Editor's Page: Don’t Worry So Much

The health risks with which you should—and shouldn’t—be concerned.


Photo: Linny Morris

With every issue, we aim to be your “owner’s manual to the city,” so that you’ll understand how and why things work in Honolulu; meet the people who make things happen; and get more out of life in the Islands. Michael Keany’s piece on the ins and outs of the tow-truck industry certainly does that. John Heckathorn’s article on the late Herb Kane, a legend in Hawaiian art and history, does so, too. Our annual Best Doctors list is extremely popular with readers as a guide to the top physicians in town. But my personal favorite this month is a relatively straightforward reader-service piece by Tiffany Hill, “What’s Killing Us?

Hill looked at the leading causes of death in Hawaii, because information, as the old saying goes, is power. If you know which risks you’re more likely to face, you’ll be able to make better decisions, whether about your own health and lifestyle, or about where you direct your support for medical research. 

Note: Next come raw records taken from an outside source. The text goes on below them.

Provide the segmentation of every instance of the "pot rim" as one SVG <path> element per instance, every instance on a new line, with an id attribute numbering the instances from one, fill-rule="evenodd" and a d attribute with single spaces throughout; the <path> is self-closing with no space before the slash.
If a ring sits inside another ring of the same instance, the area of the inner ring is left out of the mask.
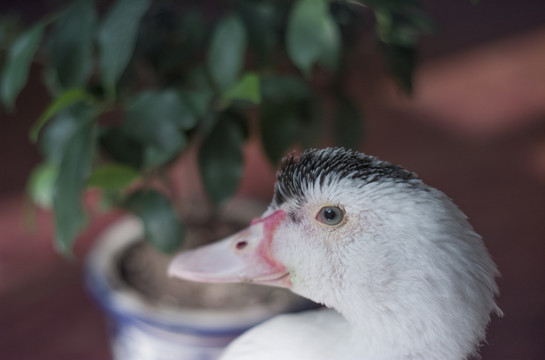
<path id="1" fill-rule="evenodd" d="M 123 321 L 147 323 L 164 330 L 209 336 L 238 334 L 262 322 L 285 306 L 256 304 L 242 309 L 178 308 L 155 304 L 126 285 L 116 270 L 116 260 L 130 245 L 141 241 L 141 221 L 127 216 L 107 228 L 85 261 L 85 280 L 90 293 L 110 316 Z M 285 305 L 285 304 L 284 304 Z"/>

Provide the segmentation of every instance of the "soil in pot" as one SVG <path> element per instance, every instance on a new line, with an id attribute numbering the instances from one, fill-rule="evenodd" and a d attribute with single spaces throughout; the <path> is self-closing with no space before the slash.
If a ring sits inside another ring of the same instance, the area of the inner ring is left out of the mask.
<path id="1" fill-rule="evenodd" d="M 191 226 L 187 238 L 193 246 L 209 243 L 240 230 L 244 225 L 214 222 L 215 226 Z M 236 310 L 264 305 L 289 308 L 296 295 L 285 289 L 252 284 L 201 284 L 169 278 L 174 255 L 160 253 L 145 241 L 136 242 L 120 254 L 120 280 L 149 303 L 185 309 Z M 123 286 L 123 285 L 122 285 Z M 284 306 L 285 305 L 285 306 Z"/>

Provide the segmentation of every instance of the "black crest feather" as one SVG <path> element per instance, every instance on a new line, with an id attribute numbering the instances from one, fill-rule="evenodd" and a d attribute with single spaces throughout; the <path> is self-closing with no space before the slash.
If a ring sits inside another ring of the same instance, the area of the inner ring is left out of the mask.
<path id="1" fill-rule="evenodd" d="M 335 179 L 358 179 L 362 186 L 375 181 L 408 181 L 416 174 L 399 165 L 344 148 L 311 149 L 299 157 L 294 154 L 282 159 L 277 173 L 274 203 L 278 206 L 288 198 L 302 199 L 310 184 L 330 185 Z"/>

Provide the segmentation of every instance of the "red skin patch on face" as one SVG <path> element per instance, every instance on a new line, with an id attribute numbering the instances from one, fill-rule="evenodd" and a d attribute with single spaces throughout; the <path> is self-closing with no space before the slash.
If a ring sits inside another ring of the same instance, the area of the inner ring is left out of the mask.
<path id="1" fill-rule="evenodd" d="M 285 217 L 286 212 L 284 210 L 276 210 L 274 213 L 264 219 L 254 219 L 254 221 L 252 221 L 252 226 L 259 223 L 263 224 L 263 239 L 261 239 L 261 241 L 259 242 L 257 255 L 261 259 L 263 259 L 271 268 L 278 269 L 278 272 L 285 272 L 286 267 L 273 258 L 272 240 L 276 228 L 282 222 L 282 220 L 284 220 Z"/>

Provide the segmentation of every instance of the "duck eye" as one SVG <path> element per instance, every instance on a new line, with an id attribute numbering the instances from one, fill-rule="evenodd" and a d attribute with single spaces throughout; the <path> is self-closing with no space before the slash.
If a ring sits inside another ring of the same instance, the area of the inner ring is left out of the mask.
<path id="1" fill-rule="evenodd" d="M 324 206 L 316 215 L 316 220 L 329 226 L 339 225 L 343 219 L 344 212 L 337 206 Z"/>

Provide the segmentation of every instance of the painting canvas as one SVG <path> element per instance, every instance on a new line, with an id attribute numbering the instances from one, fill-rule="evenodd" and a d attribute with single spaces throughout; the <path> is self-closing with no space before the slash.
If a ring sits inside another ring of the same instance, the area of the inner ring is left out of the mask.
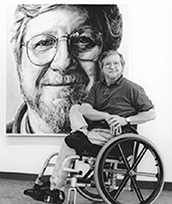
<path id="1" fill-rule="evenodd" d="M 72 6 L 8 5 L 7 135 L 69 133 L 70 108 L 100 79 L 103 50 L 119 49 L 128 63 L 128 6 L 111 14 L 105 5 Z"/>

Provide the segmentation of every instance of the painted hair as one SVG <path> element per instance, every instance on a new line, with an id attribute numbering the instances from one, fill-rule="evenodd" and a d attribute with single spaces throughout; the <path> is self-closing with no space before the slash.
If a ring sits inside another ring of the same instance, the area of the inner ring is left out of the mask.
<path id="1" fill-rule="evenodd" d="M 99 67 L 102 69 L 103 67 L 103 60 L 106 58 L 106 57 L 109 57 L 111 55 L 119 55 L 120 57 L 120 62 L 121 62 L 121 65 L 124 67 L 125 66 L 125 60 L 124 60 L 124 57 L 121 53 L 119 53 L 117 50 L 107 50 L 105 52 L 103 52 L 103 54 L 100 56 L 99 58 Z"/>
<path id="2" fill-rule="evenodd" d="M 122 39 L 122 15 L 117 5 L 19 4 L 11 29 L 11 43 L 18 64 L 21 61 L 21 47 L 28 22 L 42 13 L 65 6 L 73 6 L 87 13 L 88 22 L 103 34 L 103 50 L 118 49 Z"/>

Information is also liberating. We often worry about the wrong things, for irrational reasons. Would it surprise you that traffic fatalities didn’t even come close to making the list of top causes of death? In fact, more than five times as many kamaaina die of lung cancer every year than die in traffic accidents, 546 compared to 104, respectively, in 2008.

Accidents kill otherwise healthy people suddenly, on public roads, so maybe they seem more threatening, more newsworthy, despite posing far less danger to the community. But you have never heard, and will never hear, a local TV news anchor say, “A 63-year-old Kailua man succumbed to lung cancer today. Authorities say this is the Island’s 23rd victim of the disease this month alone.”

Actually, traffic-accident coverage is a pet peeve of mine, and seeing the stats Hill looked up only frustrated me more. Why isn’t something that is five times deadlier than traffic accidents newsworthy?  What are the priorities in these newsrooms? That last question answers itself. The priorities are right there on our TV screens—the mangled car, the flares, the sheet-covered body on the road. What a waste of a perfectly good First Amendment.

Daily media coverage gravitates to the sensational, the spectacular, the emotional and, I believe, is a large part of why we fear the wrong things and end up with huge disconnects between the risks we face and the precautions we take. Magazines have the luxury of time to take a more measured approach, to set aside the onslaught of headlines and ask, what’s really going on here?

In 2008, 9,627 people passed away out of a population of nearly 1.3 million. That’s just seven-tenths of 1 percent of us. So the real story? Most of us, most of the time, live good and healthy lives. There are things you can do to make sure that’s true for you for as long as possible. For the times when it isn’t possible, there are people in the Islands, such as the physicians on the Best Doctors list or the doctors working on cures and treatments we found for “What’s Killing Us?” who are here to help.